The story of the Tower of Babel recorded in the Bible explains the origins of various languages. Traces of similar stories have also been found in different cultures including in Nepal and India. Verbal and body languages have evolved through the principles of resonance and dissonance, deference and difference. When artists play in duo or trio, when one encounters the other, they start to evolve. When Allen and Tony meet on stage, viewers will experience a magical art-making process.
(Performed in Cantonese with English surtitles.)
“…this is a funny and touching reflection on friendships and is skillfully performed. Lam has no problems handling dialogue and although Wong is not a dancer he is extremely fit and moves well.”
- Natasha Rogai, South China Morning Post
Relationship to Art & Faith
All art is faith.
Hymn of Angelology is a work to signify the faithful friendship between two performers who decided to attempt a duet after knowing each other for years. Two dancers perform ritualistic movements in contrast. Their bodies are thinking, their interactions reinforce each other’s faith in artistic pursuits.
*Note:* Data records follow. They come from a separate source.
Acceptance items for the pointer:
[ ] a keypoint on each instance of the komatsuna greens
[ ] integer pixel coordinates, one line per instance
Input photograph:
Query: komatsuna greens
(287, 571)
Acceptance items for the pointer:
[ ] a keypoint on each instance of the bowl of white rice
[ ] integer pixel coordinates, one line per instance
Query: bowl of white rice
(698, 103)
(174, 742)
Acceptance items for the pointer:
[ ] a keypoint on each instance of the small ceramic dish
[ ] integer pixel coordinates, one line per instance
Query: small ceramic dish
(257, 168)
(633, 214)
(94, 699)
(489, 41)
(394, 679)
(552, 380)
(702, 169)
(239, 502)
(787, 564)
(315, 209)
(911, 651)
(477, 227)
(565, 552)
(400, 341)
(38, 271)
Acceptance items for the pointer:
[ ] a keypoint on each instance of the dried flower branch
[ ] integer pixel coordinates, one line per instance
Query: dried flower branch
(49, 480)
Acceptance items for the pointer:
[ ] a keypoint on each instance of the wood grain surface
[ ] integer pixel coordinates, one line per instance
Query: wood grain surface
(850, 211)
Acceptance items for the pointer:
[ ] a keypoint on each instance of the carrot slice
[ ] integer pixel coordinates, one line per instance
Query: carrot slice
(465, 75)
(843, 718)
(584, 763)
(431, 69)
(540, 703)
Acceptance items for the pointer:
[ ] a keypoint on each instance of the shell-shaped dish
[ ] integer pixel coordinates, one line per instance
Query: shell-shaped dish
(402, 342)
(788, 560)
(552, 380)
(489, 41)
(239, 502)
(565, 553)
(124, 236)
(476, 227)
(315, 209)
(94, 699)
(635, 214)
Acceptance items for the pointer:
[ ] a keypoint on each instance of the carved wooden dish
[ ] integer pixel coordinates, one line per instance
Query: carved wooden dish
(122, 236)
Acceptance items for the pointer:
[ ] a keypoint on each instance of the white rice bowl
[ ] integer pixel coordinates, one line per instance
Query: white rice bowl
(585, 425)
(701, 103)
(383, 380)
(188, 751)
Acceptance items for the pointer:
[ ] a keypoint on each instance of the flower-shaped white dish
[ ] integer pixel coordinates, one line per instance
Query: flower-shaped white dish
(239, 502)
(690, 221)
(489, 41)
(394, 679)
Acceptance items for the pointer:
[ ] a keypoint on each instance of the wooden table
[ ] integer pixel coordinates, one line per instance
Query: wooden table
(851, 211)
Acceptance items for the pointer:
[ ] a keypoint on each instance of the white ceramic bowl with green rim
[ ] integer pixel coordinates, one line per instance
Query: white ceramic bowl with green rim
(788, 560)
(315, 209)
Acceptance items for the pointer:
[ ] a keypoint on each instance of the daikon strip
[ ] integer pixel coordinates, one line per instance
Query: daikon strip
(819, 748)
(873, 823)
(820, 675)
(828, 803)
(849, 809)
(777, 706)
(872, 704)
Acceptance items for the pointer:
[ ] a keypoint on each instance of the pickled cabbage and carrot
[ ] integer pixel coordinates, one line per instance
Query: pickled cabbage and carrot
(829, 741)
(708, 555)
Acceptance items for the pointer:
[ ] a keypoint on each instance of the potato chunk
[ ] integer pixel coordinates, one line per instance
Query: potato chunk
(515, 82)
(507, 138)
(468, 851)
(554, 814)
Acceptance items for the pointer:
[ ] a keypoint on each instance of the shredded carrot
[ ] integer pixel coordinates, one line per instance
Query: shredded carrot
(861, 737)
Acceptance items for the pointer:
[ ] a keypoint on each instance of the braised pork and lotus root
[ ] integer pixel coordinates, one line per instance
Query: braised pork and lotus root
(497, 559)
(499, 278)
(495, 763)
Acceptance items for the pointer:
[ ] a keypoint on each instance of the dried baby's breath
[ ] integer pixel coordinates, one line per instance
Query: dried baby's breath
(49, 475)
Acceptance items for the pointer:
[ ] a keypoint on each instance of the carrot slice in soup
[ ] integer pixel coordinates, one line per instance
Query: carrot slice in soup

Will the duet enrich their friendship after all? Or will it reduce them to merely partners on stage? It’s a matter of faith, a matter of art.
Art emerges through the practice of symbols and forms. And every moment of practice will alter the meaning of the symbols and forms a bit, until real changes arise in body and mind. Similarly, or in a heavier sense, daily religious practice changes one’s soul when the believer finds the symbols and forms are enlivened by them.
Dancers in primeval societies called upon the gods and sang and danced with masks and other magical props. It was the time when art resided in religion. As civilisation progressed, especially in our modern time, art became an independent discipline for practice. The relation between prophets and followers became that of artists and art consumers. A spiritual claim to the arts is increasingly difficult for us to make.